One of the things Buddha admitted was that yoga, like spiritual paths in general, was not for everyone. The Buddha actually considered not teaching after he attained enlightened because the thing he realized was too subtle for most people to understand. The story goes that Sacca, the king of the gods, overheard him thinking this, and materialized before him saying, “Blessed one you are wrong, there are beings with little dust in their eyes who would be able to understand the Dharma that you teach.”
Yoga – by which I mean an integrated practice that includes meditation and spiritual inquiry – is suitable for people with relatively little dust in their eyes, but folks with a lot of dust may need something else.
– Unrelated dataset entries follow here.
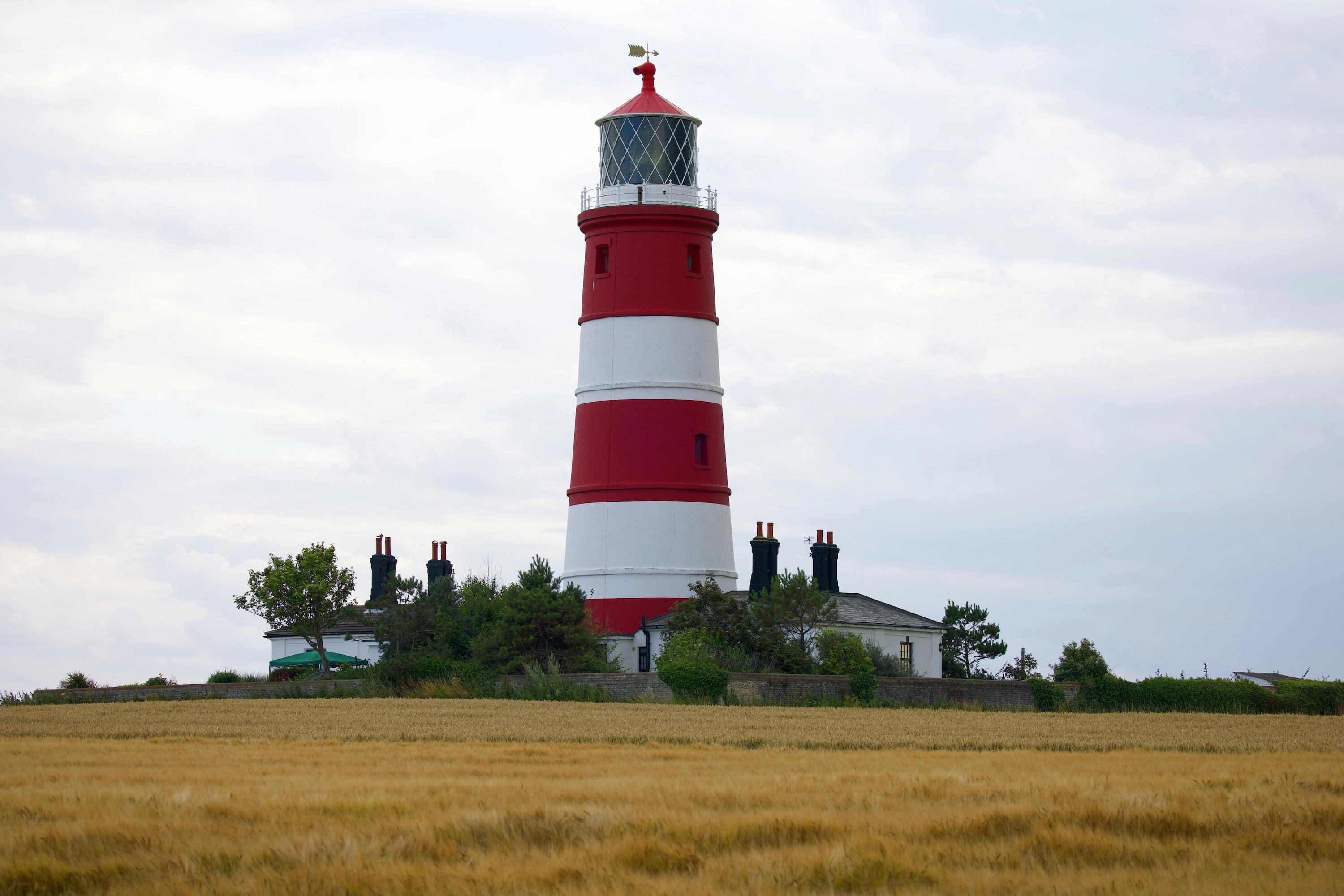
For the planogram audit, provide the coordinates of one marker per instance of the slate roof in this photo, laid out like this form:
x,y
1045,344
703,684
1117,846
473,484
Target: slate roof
x,y
854,609
1266,676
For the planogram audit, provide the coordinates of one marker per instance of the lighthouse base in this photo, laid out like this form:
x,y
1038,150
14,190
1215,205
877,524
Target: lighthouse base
x,y
623,616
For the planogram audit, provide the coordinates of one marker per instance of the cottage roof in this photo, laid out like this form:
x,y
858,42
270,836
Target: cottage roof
x,y
853,609
1266,676
346,626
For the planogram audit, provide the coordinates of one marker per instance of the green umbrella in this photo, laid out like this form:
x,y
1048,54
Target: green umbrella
x,y
311,659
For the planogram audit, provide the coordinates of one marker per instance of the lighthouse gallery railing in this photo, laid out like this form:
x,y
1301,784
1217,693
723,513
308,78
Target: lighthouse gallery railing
x,y
648,195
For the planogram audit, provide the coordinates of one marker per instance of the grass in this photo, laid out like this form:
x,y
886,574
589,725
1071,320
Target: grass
x,y
490,797
632,723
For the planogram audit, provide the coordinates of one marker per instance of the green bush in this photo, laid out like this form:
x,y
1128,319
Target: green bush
x,y
1046,695
1312,698
77,680
1179,695
843,653
694,682
408,671
549,683
693,645
233,676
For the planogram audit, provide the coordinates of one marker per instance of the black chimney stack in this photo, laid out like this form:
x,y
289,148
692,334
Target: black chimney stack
x,y
765,559
824,555
439,566
383,565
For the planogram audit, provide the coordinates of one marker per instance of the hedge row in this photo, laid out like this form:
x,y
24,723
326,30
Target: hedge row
x,y
1210,695
408,672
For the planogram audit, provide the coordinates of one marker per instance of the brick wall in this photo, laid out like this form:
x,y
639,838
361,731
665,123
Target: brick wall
x,y
779,690
773,690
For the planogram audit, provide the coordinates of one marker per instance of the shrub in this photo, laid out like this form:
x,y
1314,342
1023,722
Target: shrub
x,y
886,664
1080,661
77,680
1178,695
233,676
691,645
1046,695
694,682
1312,698
409,671
843,653
550,684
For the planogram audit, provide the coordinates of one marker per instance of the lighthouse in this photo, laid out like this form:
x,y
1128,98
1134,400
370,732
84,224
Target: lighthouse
x,y
650,485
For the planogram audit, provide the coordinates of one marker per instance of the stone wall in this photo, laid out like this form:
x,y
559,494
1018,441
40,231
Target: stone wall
x,y
772,690
619,686
256,690
780,690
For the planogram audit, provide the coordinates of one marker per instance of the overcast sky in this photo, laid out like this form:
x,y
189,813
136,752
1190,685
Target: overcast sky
x,y
1035,305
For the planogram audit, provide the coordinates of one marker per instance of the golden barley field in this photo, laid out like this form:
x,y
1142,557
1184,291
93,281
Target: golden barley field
x,y
506,797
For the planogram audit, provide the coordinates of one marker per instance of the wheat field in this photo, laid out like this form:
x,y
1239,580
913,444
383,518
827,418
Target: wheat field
x,y
502,797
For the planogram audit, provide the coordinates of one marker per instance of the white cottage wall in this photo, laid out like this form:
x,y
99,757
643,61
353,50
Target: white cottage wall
x,y
361,647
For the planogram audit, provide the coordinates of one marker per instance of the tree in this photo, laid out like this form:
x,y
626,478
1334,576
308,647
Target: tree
x,y
406,621
791,610
1021,668
1080,661
538,620
844,653
971,637
304,593
722,618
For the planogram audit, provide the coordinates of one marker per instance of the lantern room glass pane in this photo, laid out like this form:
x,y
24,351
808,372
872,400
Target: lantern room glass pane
x,y
648,150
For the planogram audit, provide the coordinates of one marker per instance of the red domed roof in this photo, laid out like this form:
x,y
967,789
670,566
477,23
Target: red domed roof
x,y
648,103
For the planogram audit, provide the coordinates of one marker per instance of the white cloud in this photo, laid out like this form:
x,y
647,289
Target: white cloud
x,y
1031,315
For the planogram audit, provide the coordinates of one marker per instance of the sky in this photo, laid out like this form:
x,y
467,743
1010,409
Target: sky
x,y
1034,305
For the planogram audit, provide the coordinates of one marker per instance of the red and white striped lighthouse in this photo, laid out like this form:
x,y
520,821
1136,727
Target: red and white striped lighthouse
x,y
650,484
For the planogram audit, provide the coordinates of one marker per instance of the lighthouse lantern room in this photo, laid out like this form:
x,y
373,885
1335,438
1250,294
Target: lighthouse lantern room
x,y
648,489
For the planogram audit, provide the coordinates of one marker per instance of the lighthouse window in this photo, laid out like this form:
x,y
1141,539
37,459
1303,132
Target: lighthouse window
x,y
648,150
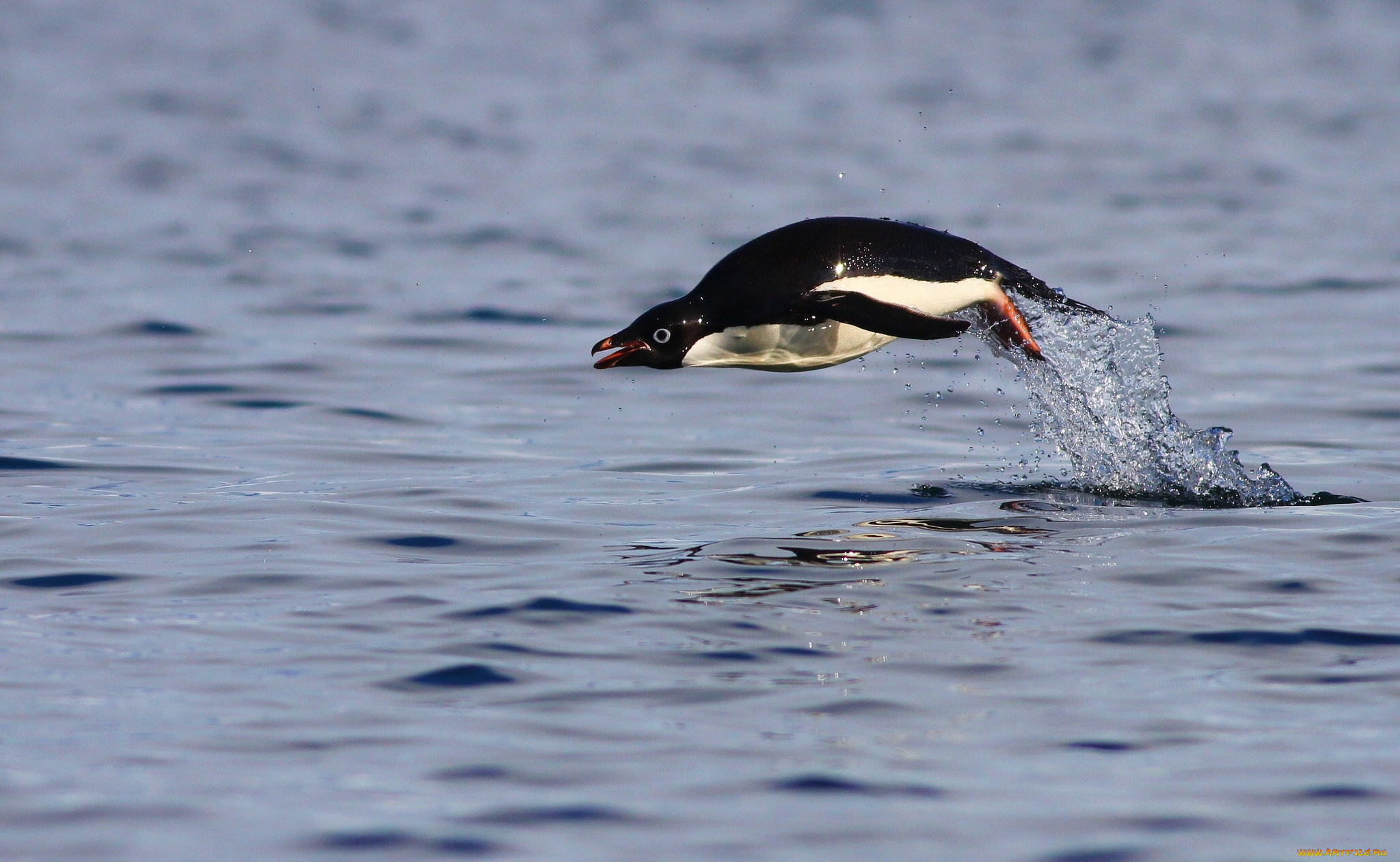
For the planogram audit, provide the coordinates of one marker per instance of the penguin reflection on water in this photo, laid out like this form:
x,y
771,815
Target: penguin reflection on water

There are so many ways that the psyche gets traumatized, and may be not available for deconstruction, and yoga at its heart is a deconstruction practice. It’s a practice that challenges who and what you think you are. A lot of us are not ready for it. But the asana practice on its own – and this is how yoga is most often taught in the West – can be an appropriate doorway, because we can engage with it on many levels, including just as physical conditioning.
There is a strong movement to bring the physical practice of yoga asana to a lot of different populations, and in a way I think that runs parallel to the way yoga in general has become more widely adopted. It speaks to our level of inner health. That actually before we do anything really deep, we have to be in our bodies and be here! The physical practice of asana is right for our culture, for the amount of stress and disassociation so many of us carry. It is then a practice that is right also for bringing to a wider populations and it does seem like it can really help. And when folks hunger for more, the deep river of the tradition is right there.